Connie Hauser ’19 has a passion for plants and ecology; her scholarship at UGA is allowing her to turn her passion into a career.
Her UGA experience started
Long before college
Connie Hauser ’19 conducted graduate-level research at the University of Georgia before she even entered college. This research solidified her passion for plants and ecology; her scholarship at UGA is providing the resources she needs to turn her passion into a career.
As a high school student, Connie participated in the College of Agricultural and Environmental Sciences’ Young Scholars Internship Program, a summer internship for students interested in agricultural, food and environmental sciences. During her first summer, Connie worked with Dr. Zhenbang Chen at UGA’s Griffin Campus to identify different breeds of one of Georgia’s most important commodities: blueberries. The following summer, Connie traveled to the UGA Costa Rica Campus to learn about the sustainable practices implemented by coffee farms and banana plantations. Even before college, the Young Scholars Program allowed Connie to identify her passion for plants and her strong desire to conduct more research.
“At the time, I had no idea how cool it was that I had those opportunities as a high school student,” Connie said. “I’ve realized most people don’t receive opportunities like that.”
Now, as a student in UGA’s Odum School of Ecology, Connie has expanded her academic interests. She is pursuing an ecology major with double minors in horticulture and Spanish. By combining the practical skills learned in her horticulture classes with the more holistic ideas taught in her ecology classes, Connie is learning both how to care for plants and how they interact with other organisms in their environments. She hopes to carve out a distinct path for her future career.
In her own words
“My scholarship has helped to relieve the financial stress that I would be under without it. Because I don’t have to worry as much about funding my education, I’ve been able to gain experience on a volunteer basis rather than focusing on paid positions.”
Her scholarship allowed her to
Focus on her passions
Connie has taken full advantage of the many opportunities, both in and outside the classroom, to further her knowledge in ecology and horticulture, and she attributes her ability to do so to scholarship support she’s received, including the Charter Scholarship. Charter Scholarships are funded, in part, by the collective generosity of donors who make annual, unrestricted gifts to UGA; the scholarships are awarded to recipients based on academic achievements and financial needs.
“My scholarship has helped to relieve the financial stress that I would be under without it. Because I don’t have to worry as much about funding my education, I’ve been able to gain experience on a volunteer basis rather than focusing on paid positions,” said Connie.

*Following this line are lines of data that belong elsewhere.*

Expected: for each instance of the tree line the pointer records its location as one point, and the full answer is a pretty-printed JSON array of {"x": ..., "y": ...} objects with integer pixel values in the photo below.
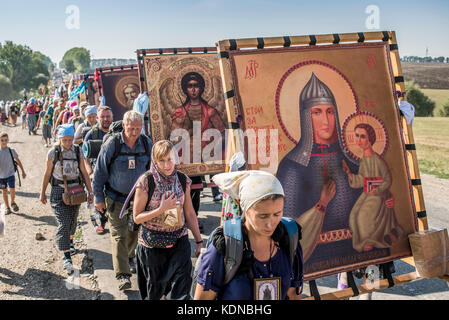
[
  {"x": 425, "y": 59},
  {"x": 21, "y": 67}
]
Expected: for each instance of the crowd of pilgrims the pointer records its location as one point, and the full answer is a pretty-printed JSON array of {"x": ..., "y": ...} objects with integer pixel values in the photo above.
[{"x": 149, "y": 236}]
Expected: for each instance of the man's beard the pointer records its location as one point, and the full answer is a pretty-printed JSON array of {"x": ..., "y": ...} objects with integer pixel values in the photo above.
[
  {"x": 104, "y": 127},
  {"x": 130, "y": 104}
]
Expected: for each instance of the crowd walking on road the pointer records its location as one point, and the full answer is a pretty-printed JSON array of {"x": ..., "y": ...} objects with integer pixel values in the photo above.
[{"x": 137, "y": 190}]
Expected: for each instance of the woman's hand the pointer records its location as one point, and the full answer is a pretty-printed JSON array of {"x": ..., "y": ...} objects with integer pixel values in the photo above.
[
  {"x": 389, "y": 203},
  {"x": 346, "y": 170},
  {"x": 198, "y": 249},
  {"x": 168, "y": 203},
  {"x": 43, "y": 198},
  {"x": 328, "y": 192}
]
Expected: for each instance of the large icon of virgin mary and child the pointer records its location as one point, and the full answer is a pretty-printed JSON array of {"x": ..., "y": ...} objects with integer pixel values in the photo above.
[{"x": 316, "y": 177}]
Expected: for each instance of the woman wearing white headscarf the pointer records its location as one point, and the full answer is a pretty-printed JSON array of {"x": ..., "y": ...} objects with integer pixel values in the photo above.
[
  {"x": 265, "y": 250},
  {"x": 72, "y": 168}
]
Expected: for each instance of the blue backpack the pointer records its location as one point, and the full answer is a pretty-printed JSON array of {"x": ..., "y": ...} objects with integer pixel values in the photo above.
[{"x": 234, "y": 244}]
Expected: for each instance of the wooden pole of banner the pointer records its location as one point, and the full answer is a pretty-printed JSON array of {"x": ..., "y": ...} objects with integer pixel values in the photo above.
[
  {"x": 226, "y": 46},
  {"x": 409, "y": 139}
]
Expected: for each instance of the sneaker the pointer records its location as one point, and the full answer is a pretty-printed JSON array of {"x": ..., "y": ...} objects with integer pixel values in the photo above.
[
  {"x": 15, "y": 207},
  {"x": 132, "y": 265},
  {"x": 68, "y": 266},
  {"x": 124, "y": 282},
  {"x": 100, "y": 230}
]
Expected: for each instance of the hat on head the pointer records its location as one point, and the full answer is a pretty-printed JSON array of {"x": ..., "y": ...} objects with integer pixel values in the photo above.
[
  {"x": 90, "y": 110},
  {"x": 66, "y": 130},
  {"x": 248, "y": 186}
]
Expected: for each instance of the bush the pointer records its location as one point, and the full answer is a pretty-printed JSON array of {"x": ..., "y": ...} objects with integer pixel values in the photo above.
[
  {"x": 444, "y": 111},
  {"x": 6, "y": 90},
  {"x": 424, "y": 106}
]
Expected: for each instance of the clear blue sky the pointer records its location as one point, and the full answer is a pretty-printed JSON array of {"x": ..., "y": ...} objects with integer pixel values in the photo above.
[{"x": 115, "y": 29}]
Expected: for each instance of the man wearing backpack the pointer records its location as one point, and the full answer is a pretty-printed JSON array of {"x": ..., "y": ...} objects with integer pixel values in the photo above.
[
  {"x": 9, "y": 160},
  {"x": 98, "y": 131},
  {"x": 104, "y": 117},
  {"x": 123, "y": 158}
]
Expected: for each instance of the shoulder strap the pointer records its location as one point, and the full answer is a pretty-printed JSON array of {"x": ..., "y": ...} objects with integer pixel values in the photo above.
[
  {"x": 13, "y": 160},
  {"x": 151, "y": 186},
  {"x": 234, "y": 247},
  {"x": 118, "y": 147},
  {"x": 183, "y": 179},
  {"x": 95, "y": 132},
  {"x": 293, "y": 234},
  {"x": 57, "y": 152},
  {"x": 146, "y": 145}
]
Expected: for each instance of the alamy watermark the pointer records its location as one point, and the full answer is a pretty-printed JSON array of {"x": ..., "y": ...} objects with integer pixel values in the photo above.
[
  {"x": 208, "y": 146},
  {"x": 72, "y": 21},
  {"x": 372, "y": 22}
]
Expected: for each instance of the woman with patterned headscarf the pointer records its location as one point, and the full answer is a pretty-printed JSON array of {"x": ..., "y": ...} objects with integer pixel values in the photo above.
[
  {"x": 72, "y": 169},
  {"x": 163, "y": 207}
]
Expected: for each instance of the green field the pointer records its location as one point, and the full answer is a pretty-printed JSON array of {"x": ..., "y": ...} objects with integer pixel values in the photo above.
[
  {"x": 432, "y": 145},
  {"x": 440, "y": 96}
]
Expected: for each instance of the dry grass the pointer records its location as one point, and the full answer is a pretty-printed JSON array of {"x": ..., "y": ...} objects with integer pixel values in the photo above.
[
  {"x": 427, "y": 75},
  {"x": 432, "y": 145},
  {"x": 440, "y": 97}
]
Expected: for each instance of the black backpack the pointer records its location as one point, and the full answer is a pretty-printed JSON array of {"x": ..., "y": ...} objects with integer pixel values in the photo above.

Most recently, Connie assisted a Ph.D. student in the School of Ecology with her research. She gained valuable insight into the demands and rewards of graduate school work. Her scholarship support made this experience possible.
Connie is also involved in several student organizations that champion the causes that most impassion her. EcoReach sends Connie and fellow ecology majors to local elementary schools to educate students about environmental issues. She’s also a member of UGA’s Horticulture Club. One of her favorite experiences at UGA was competing as a team in the National Collegiate Landscape Competition in Starkville, Mississippi, in 2016.
In May 2017, Connie will return to Costa Rica to complete the Tropical Ecology Maymester, through which she’ll participate in both lab and field work. Connie feels empowered to continue striving toward her goals.
“[My scholarship] made me realize that all of my hard work was not for nothing,” said Connie. “It really made me feel that somebody believed in me and knew that I had the potential to do great things.”